Therefore, we conclude that

\[ \tan 611^\circ= \tan 71^\circ. \]

We wish to express $\tan 860^\circ$ in terms of $\tan\theta_R,$ where $\theta_R$ is the reference angle corresponding to the angle $\theta = 860^\circ.$

To express $\tan 860^\circ $ in terms of $\tan\theta_R,$ we proceed as follows:

• Step 1: Find the corresponding coterminal angle that lies in the range $[0^\circ, 360^\circ).$ We do this by subtracting integer multiples of $360^\circ$ until we get our desired angle. \begin{align*} 860^\circ - 360^\circ &=500^\circ\\[5pt] 860^\circ - 2\cdot 360^\circ &= 140^\circ\quad{\color{green}{\checkmark}} \end{align*} Therefore, \[ \tan 860^\circ = \tan 140^\circ. \]

• Step 2: Compute the reference angle.
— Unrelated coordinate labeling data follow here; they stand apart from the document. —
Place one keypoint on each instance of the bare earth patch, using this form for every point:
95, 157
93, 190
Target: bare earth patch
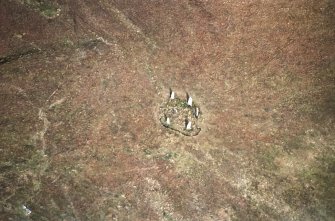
84, 93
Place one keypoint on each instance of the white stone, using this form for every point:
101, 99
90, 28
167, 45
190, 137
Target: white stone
189, 125
172, 95
189, 101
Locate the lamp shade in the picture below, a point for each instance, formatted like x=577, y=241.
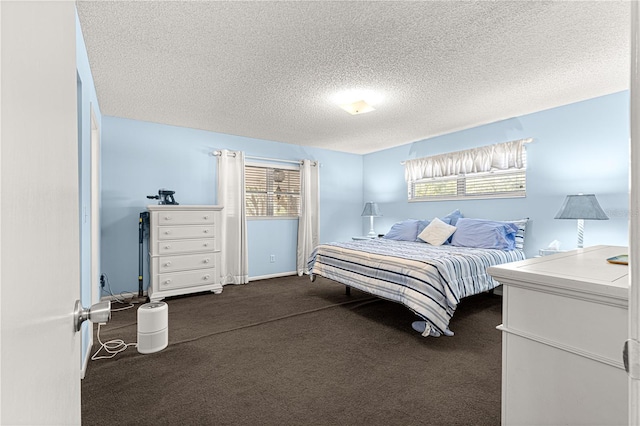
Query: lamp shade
x=371, y=209
x=581, y=206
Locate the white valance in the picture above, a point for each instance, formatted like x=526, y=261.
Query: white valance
x=501, y=156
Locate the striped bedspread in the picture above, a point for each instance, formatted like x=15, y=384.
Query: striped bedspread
x=427, y=279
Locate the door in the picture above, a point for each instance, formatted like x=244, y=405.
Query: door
x=634, y=226
x=39, y=229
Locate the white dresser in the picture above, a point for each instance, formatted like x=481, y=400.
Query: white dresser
x=185, y=250
x=564, y=326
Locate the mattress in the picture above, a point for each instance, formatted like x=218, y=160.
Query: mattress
x=429, y=280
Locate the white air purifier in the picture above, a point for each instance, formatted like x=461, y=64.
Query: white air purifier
x=153, y=327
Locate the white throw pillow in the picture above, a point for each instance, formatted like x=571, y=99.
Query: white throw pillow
x=437, y=232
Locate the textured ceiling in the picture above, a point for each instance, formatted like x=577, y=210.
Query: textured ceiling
x=271, y=69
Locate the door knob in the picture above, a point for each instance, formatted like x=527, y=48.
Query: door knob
x=100, y=312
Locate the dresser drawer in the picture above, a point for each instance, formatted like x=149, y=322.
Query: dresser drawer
x=197, y=278
x=184, y=232
x=185, y=218
x=187, y=261
x=185, y=246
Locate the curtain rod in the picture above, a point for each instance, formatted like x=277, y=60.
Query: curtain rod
x=218, y=153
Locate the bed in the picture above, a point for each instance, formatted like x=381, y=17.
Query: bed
x=429, y=279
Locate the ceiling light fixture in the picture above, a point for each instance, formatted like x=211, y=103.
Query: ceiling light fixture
x=357, y=107
x=357, y=101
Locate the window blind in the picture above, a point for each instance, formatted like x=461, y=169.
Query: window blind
x=272, y=191
x=494, y=171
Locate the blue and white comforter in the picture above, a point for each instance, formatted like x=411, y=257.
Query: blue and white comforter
x=427, y=279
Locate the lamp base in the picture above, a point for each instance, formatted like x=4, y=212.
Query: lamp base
x=372, y=232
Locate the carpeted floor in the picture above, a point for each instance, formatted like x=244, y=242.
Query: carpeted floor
x=286, y=351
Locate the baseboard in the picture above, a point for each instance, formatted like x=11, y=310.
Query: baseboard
x=278, y=275
x=129, y=296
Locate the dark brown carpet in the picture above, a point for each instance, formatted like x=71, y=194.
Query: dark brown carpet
x=286, y=351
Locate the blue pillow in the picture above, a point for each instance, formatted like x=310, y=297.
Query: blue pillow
x=482, y=233
x=453, y=217
x=407, y=230
x=421, y=225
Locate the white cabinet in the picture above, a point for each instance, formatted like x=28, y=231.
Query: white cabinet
x=564, y=326
x=184, y=249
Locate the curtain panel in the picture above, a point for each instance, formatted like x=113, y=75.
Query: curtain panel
x=502, y=156
x=309, y=221
x=234, y=268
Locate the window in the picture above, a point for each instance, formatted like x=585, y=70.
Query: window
x=271, y=191
x=495, y=171
x=490, y=185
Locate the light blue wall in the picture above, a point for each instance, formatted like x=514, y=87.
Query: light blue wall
x=578, y=148
x=86, y=98
x=581, y=147
x=138, y=158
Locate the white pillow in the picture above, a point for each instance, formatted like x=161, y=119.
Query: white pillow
x=437, y=232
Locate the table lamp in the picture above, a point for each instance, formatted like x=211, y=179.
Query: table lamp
x=581, y=207
x=371, y=209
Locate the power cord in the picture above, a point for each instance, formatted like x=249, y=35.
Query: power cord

Since $\theta = 140^\circ$ is in the $2$nd quadrant, the reference angle is \[ \theta_R =180^\circ-140^\circ= 40^\circ. \]

• Step 3: Determine the correct sign. The tangent function is negative $({\color{red}{-}})$ in the second quadrant. Therefore, \[ \tan 860^\circ = {\color{red}{-}}\tan\theta_R = {\color{red}{-}}\tan 40^\circ. \]

Therefore, we conclude that

\[ \tan 860^\circ= -\tan 40^\circ. \]